CHICAGO — The American Medical Association has joined with organizations representing physicians, pharmacists, supply chains and other stakeholder groups to develop a consensus document highlighting the “red flag” warning signs of prescription drug abuse and diversion. By illuminating the challenges of prescribing and dispensing opioids, the groups aim to prevent the misuse and diversion of controlled substances while ensuring access to the medicines for patients with legitimate needs.
“Physicians, pharmacists and supply chain managers share a responsibility to reduce the abuse of medicines and the diversion of controlled substances that lead to accidental deaths,” said Speaker of the AMA’s House of Delegates Andrew W. Gurman, MD. “By educating everyone involved in prescribing and dispensing opioids about the signs that may indicate that diversion, misuse or abuse are occurring, we’re hoping to improve the health of the nation.”

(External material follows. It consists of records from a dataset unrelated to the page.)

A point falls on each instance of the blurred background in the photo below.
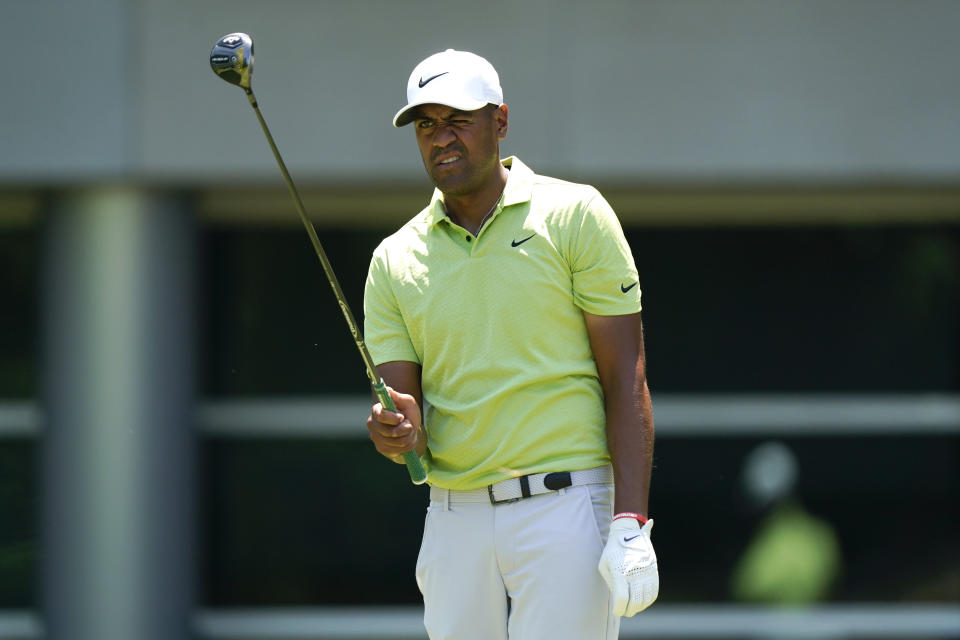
(182, 449)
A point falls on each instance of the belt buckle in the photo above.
(493, 498)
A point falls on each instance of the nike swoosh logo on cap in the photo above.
(424, 83)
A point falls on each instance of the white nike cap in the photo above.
(457, 79)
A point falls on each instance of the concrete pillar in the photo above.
(118, 388)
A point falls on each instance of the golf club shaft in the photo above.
(414, 467)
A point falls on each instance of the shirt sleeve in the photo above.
(384, 328)
(605, 280)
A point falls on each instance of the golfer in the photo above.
(505, 318)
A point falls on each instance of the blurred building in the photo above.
(181, 407)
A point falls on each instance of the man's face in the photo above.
(460, 149)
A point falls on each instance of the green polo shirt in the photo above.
(496, 322)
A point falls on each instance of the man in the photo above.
(510, 309)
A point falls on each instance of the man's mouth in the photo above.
(448, 159)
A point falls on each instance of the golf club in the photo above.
(232, 59)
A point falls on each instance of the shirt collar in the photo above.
(518, 189)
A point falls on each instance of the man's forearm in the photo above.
(630, 436)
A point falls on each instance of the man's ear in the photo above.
(500, 115)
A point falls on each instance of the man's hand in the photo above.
(394, 433)
(629, 566)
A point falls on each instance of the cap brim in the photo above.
(406, 115)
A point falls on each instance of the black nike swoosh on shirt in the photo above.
(424, 83)
(517, 243)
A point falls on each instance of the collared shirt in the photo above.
(496, 322)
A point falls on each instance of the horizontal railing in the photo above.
(688, 415)
(872, 621)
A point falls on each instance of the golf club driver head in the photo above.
(232, 59)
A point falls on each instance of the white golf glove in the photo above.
(629, 566)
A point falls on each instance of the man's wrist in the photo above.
(630, 514)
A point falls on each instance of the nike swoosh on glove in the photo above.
(629, 566)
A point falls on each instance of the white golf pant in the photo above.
(524, 570)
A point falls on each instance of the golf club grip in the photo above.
(417, 473)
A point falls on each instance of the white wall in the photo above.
(628, 89)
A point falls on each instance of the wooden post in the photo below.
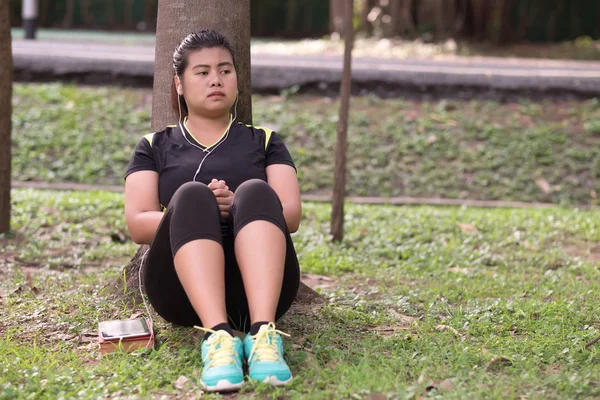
(6, 74)
(339, 185)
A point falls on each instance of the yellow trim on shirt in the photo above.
(268, 133)
(201, 144)
(149, 137)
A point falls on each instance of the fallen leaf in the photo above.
(497, 362)
(118, 237)
(405, 319)
(181, 382)
(63, 336)
(389, 329)
(446, 328)
(459, 270)
(446, 385)
(543, 184)
(467, 228)
(411, 115)
(317, 281)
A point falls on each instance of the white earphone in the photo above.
(180, 93)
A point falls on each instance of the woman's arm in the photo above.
(142, 207)
(284, 181)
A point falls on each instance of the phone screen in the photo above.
(124, 328)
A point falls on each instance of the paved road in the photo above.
(129, 64)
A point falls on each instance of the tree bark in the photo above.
(339, 185)
(178, 18)
(6, 71)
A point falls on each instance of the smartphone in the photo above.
(123, 329)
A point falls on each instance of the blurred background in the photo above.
(499, 22)
(455, 99)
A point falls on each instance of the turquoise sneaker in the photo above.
(264, 352)
(222, 356)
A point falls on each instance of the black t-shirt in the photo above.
(242, 154)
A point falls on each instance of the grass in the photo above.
(525, 151)
(423, 302)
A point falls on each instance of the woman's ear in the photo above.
(178, 85)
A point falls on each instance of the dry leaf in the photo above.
(412, 115)
(63, 336)
(181, 382)
(405, 319)
(543, 184)
(497, 362)
(459, 270)
(443, 328)
(466, 228)
(446, 385)
(389, 328)
(317, 281)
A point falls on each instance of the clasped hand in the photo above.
(223, 194)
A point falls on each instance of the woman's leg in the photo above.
(185, 271)
(261, 250)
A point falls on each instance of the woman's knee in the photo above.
(256, 190)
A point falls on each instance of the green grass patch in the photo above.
(525, 151)
(423, 301)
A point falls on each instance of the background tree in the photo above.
(6, 73)
(339, 179)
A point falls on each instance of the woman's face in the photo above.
(210, 82)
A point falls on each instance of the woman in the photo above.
(221, 255)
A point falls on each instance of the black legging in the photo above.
(192, 214)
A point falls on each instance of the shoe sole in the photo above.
(276, 382)
(222, 386)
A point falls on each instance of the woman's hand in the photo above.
(223, 194)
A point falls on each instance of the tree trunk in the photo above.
(339, 185)
(150, 15)
(6, 71)
(69, 12)
(178, 18)
(291, 15)
(128, 21)
(88, 17)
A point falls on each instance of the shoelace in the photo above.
(221, 350)
(265, 346)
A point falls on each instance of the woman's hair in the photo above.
(204, 39)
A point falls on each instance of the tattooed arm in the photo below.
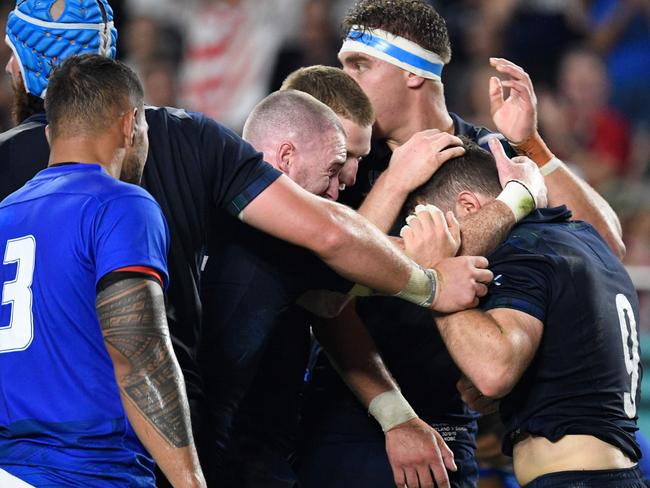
(132, 317)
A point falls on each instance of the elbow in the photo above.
(494, 381)
(335, 235)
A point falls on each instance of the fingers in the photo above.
(398, 477)
(504, 66)
(498, 152)
(480, 289)
(424, 477)
(411, 477)
(496, 95)
(519, 88)
(447, 455)
(440, 475)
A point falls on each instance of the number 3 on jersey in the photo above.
(626, 319)
(18, 335)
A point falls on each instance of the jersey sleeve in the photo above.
(130, 231)
(521, 282)
(239, 172)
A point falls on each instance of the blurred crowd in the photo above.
(589, 61)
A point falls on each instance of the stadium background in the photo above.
(589, 61)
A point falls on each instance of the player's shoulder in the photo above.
(194, 126)
(479, 134)
(25, 130)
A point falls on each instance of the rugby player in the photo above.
(556, 338)
(388, 45)
(252, 443)
(89, 379)
(199, 172)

The red flag warning signs for both physicians and pharmacists were placed into two categories – those factors more indicative of substance abuse or diversion, and other aberrant medication-related behaviors and factors potentially indicative of substance abuse or diversion.
The coalition of stakeholders that support the consensus document includes:
- American Academy of Family Physicians
- American College of Emergency Physicians
- American Medical Association
- American Osteopathic Association
- American Pharmacists Association
- American Society of Anesthesiologists
- American Society of Health-System Pharmacists
- Cardinal Health
- CVS Health
- Healthcare Distribution Management Association
- National Association of Boards of Pharmacy
- National Association of Chain Drug Stores
- National Community Pharmacists Association
- Pharmaceutical Care Management Association
- Purdue Pharma L.P.
- Rite Aid
- Walgreen Co.
This collaboration is just one part of the AMA’s efforts to curb prescription drug abuse, misuse, overdose and death. We are engaged in advocacy efforts with state and federal policymakers supporting a public health approach to address the problem. That approach includes increased access to treatment and prevention programs and lifesaving overdose prevention medications like naloxone, enhanced education for physicians and patients and modernized and fully funded prescription drug monitoring programs.